And there's your Jeff Green comp $$
A poor one.
Illyasovas last year of play was much better than greens recent work.
Not sure, if you look at some of Greens numbers pre-trade they were very similar to Ily's recent numbers
No they weren't.
Green Played 10 more mpg and got less rebounds by far and scored only 2 pts less per game. Ilyasova as had a much better TS%
I'm not saying they were exact, but green averaged 15 points and 6 reb a game his most recent time with thunder. All I'm saying is greens contract will likely be very similar
13/9 in 27 MPG (with TS .57ish)
isn't similar to
15/6 in 37 MPG
Convert those to per36 numbers and you get:
17/11.5 TS .577
versus
15/5.1 TS .533
6 rebounds is a LOT, the difference between winning and losing games.
hard to compare players in different systems. jeff green was never going to score as much as he could in OKC because he played with 2 guys who always had the ball in their hands. he also wasn't asked to rebound as much. not saying he couldn't have done better than he did, but this is a case where the stats don't tell us as much as they should. illyasova also played on a horrible team, so i'm not surprised his numbers are higher.
Wait, so you mean if one player has poor stats, it's a legitimate defense for them to say, "well, nobody asked me to do that much"? Man, if only we knew that the secret to getting people the play better was just asking them to play better. We should've just asked Patrick O'Bryant to "do more". That must be the Spurs' secret. (I apologize for the sarcasm, but I just find that argument ridiculous)
Secondly, I don't buy the whole "best player on a terrible team" argument either. By that definition, I guess Lebron was overrated when he was in Cleveland? Hah. If a player is good, they're good, and it doesn't matter what team they're on. If anything, it's more impressive when somebody is the only option on a bad team, and the entire team plans their game around stopping that player but they still manage to come through.
The whole "best player on a bad team" fallacy was propagated by people who only looked at total points per game, without looking at how efficient the player was or how many blocks/rebounds/steals/etc. they got. Yes, anybody can put up a lot of shots on a bad team, but that's not the measure of how good they actually are. I can tell you for an objective fact, for example, that Kyrie Irving is a really good player, and it's not just because he looks good compared to how bad the rest of his team is. Likewise, I can tell you that John Wall is nowhere near as good, despite being on an equally bad team. You just need to look at stats other than total PPG. It's simple, really.

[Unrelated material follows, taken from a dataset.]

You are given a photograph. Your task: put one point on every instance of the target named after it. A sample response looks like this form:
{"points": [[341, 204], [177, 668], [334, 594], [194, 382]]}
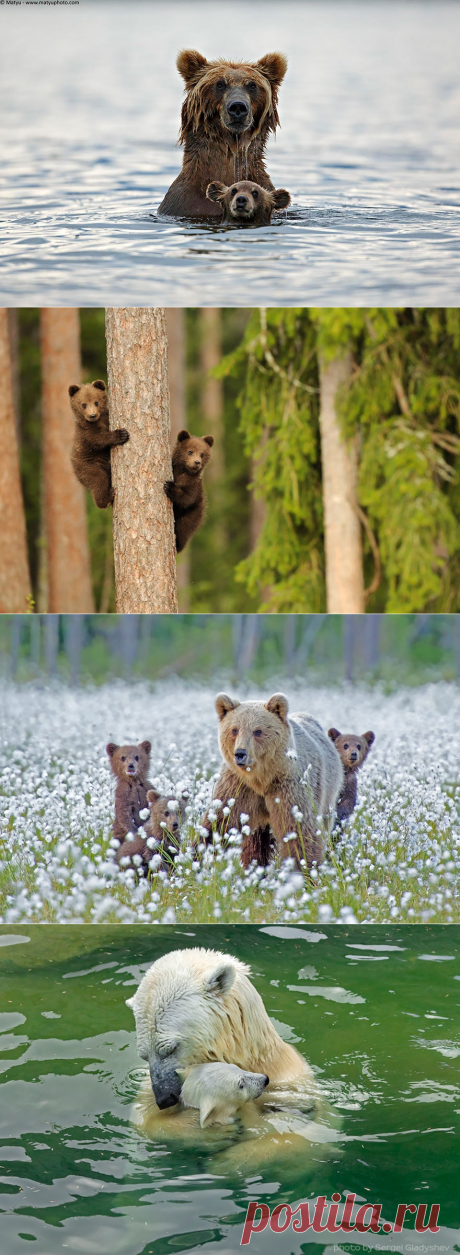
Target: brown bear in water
{"points": [[247, 202], [93, 439], [191, 454], [352, 751], [129, 764], [282, 772], [227, 114], [161, 840]]}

The bottom line is that Ilyasova had a much better year than Jeff Green has ever had in his career, and just got signed for a better price. The only legitimate argument you could make against Ilyasova being the better deal was that he played way above his head last year (if you look at his stats, it actually WAS a huge statistical deviation... I would expect a regression to the mean next year). But even assuming that he plays half as good as he did last year, it will still be better than anything I'd expect out of Green, who has been literally average his entire career.